In 5 of the 88 patients there was no explicit or implicit DNR order and no MET activation was recorded (Figure 1). In these patients no alarm signs were found 24h before death, and only in 2 patients, alarm signs 8 h before death were identified: downgrade of Glasgow Coma Scale > 2 points in one patient and hypotension in another patient. Four of these 5 patients died during the night shift. From the clinical records, we could not find any other information concerning these 5 patients.
Discussion
There are three main findings from the present study: First, the majority of patients who died in the hospital, died with an explicit DNR order, which is an indicator of quality of care and is in accordance with a continuous quality improvement program that was implemented in our hospital and was described elsewhere [12]. Second, only 5 patients (1,4%) died without an explicit or implicit order and without a MET activation, which again may reflect the continuous quality of care program. Reports from other institutions and in the literature are lacking and as thus we cannot compare our results with others. It is of notice that most of these deaths occurred during the night shift, a period of the day with less surveillance in the wards. Jones et al. [16] found a similar pattern where 53% of MET calls occurred during the night. These findings should question decisions on the availability of nurses on the wards during the night. Third, alarm signs were recorded 24h before MET activation in nearly a quarter of the patients in whom there was a MET activation and in more than eighty percent of the patients 8 hours before MET activation. This is in agreement with previous studies [1,3] and constitutes the main reason of the implementation of a MET system: the detection of alarm signs in patients at risk and the appropriate intervention to prevent death when this is a relevant and legitimate aim. In the present study the detection of alarm signs in patients and the subsequent MET activation is a good quality of care indicator. When there is no MET system these data are not available and patients with alarm signs if not corrected will proceed with clinical deterioration until cardiac arrest and eventually death occur. Further studies prospectively designed to see if alarm signs are timely detected and receive correct answer and feedback are thus needed. In addition, other indicators such as time between call and treatment and the success of the interventions applied by the team would also enhance our knowledge on this area.

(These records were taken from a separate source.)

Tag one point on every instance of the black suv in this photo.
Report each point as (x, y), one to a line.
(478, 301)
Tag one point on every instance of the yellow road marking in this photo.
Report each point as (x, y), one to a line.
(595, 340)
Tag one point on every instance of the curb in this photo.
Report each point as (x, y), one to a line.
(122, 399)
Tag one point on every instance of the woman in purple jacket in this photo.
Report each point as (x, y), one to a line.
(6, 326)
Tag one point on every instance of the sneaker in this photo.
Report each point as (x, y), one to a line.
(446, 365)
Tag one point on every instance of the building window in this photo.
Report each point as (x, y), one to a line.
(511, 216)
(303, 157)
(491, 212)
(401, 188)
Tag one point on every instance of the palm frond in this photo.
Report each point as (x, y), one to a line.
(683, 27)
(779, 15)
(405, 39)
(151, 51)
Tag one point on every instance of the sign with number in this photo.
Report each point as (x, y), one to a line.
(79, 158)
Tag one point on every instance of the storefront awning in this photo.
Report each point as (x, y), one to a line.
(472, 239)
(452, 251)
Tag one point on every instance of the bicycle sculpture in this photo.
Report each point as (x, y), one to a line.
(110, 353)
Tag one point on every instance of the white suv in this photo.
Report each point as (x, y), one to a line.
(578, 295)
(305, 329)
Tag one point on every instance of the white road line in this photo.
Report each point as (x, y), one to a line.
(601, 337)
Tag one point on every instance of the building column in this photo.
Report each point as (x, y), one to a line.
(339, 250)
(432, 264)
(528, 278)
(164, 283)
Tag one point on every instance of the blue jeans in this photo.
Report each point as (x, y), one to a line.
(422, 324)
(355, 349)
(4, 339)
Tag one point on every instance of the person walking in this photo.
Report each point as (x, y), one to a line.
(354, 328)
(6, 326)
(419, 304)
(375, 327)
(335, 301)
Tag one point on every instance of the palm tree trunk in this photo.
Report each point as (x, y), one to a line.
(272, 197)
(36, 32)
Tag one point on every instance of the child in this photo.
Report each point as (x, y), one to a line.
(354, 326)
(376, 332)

Limitations from this study include: first, it is a retrospective analysis implying the limitations present on the clinical records; second, it is a single institution study with a MET system working, and although it has been described previously, it might not allow the generalizability of the results.
MET and Rapid Response Systems (RRS) are not free of criticism and the need for reflection, as complex systems involving human activities, they imply profound cultural changes in the practice of hospitals where they are implemented [17,18]. We believe that reporting results as the one we now present may further add to our knowledge and understanding on the benefits of RRS and MET.
This study has been partially presented in the 20th Annual Congress of the European Society of Intensive Care Medicine, in Lisbon, September 2008.